- Date: 28 April – 4 May
- Edition: 8th
- Surface: Hard
- Location: Guangzhou, China

Champions

Singles
- Térence Atmane

Doubles
- Ray Ho / Matthew Romios
| Guangzhou International Challenger |

= 2025 Guangzhou International Challenger =

The 2025 Guangzhou International Challenger, known as the Guangzhou Nansha Challenger, was a professional tennis tournament played on hardcourts. It was the 8th edition of the tournament which was part of the 2025 ATP Challenger Tour. It took place in Guangzhou, China between 28 April and 4 May 2025.

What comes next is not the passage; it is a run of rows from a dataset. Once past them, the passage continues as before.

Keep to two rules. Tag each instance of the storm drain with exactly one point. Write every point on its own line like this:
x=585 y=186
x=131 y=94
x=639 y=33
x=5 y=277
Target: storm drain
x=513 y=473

==Singles main-draw entrants==
===Seeds===

| Country | Player | Rank^{1} | Seed |
|---|---|---|---|
| AUS | Adam Walton | 86 | 1 |
| USA | Brandon Holt | 110 | 2 |
| AUS | Tristan Schoolkate | 122 | 3 |
| FRA | Térence Atmane | 136 | 4 |
| AUS | Li Tu | 164 | 5 |
| FRA | Hugo Grenier | 175 | 6 |
| AUS | James McCabe | 176 | 7 |
| FRA | Constant Lestienne | 180 | 8 |

^{1} Rankings are as of 21 April 2025.

===Other entrants===
The following players received wildcards into the singles main draw:
- CHN Charles Chen
- CHN Te Rigele
- CHN Zhou Yi

The following player received entry into the singles main draw using a protected ranking:
- AUS Jason Kubler

The following player received entry into the singles main draw through the Junior Accelerator Programme:
- KOR Roh Ho-young

The following players received entry into the singles main draw as alternates:
- CHN Cui Jie
- Ilia Simakin
- CHN Sun Fajing

The following players received entry from the qualifying draw:
- AUS Moerani Bouzige
- USA Andre Ilagan
- USA Christian Langmo
- CHN Mo Yecong
- GBR Ryan Peniston
- GER Mats Rosenkranz

The following player received entry as a lucky loser:
- THA Kasidit Samrej

==Champions==
===Singles===

- FRA Térence Atmane def. AUS Tristan Schoolkate 6–3, 7–6^{(7–4)}.

===Doubles===

- TPE Ray Ho / AUS Matthew Romios def. USA Vasil Kirkov / NED Bart Stevens 6–3, 6–4.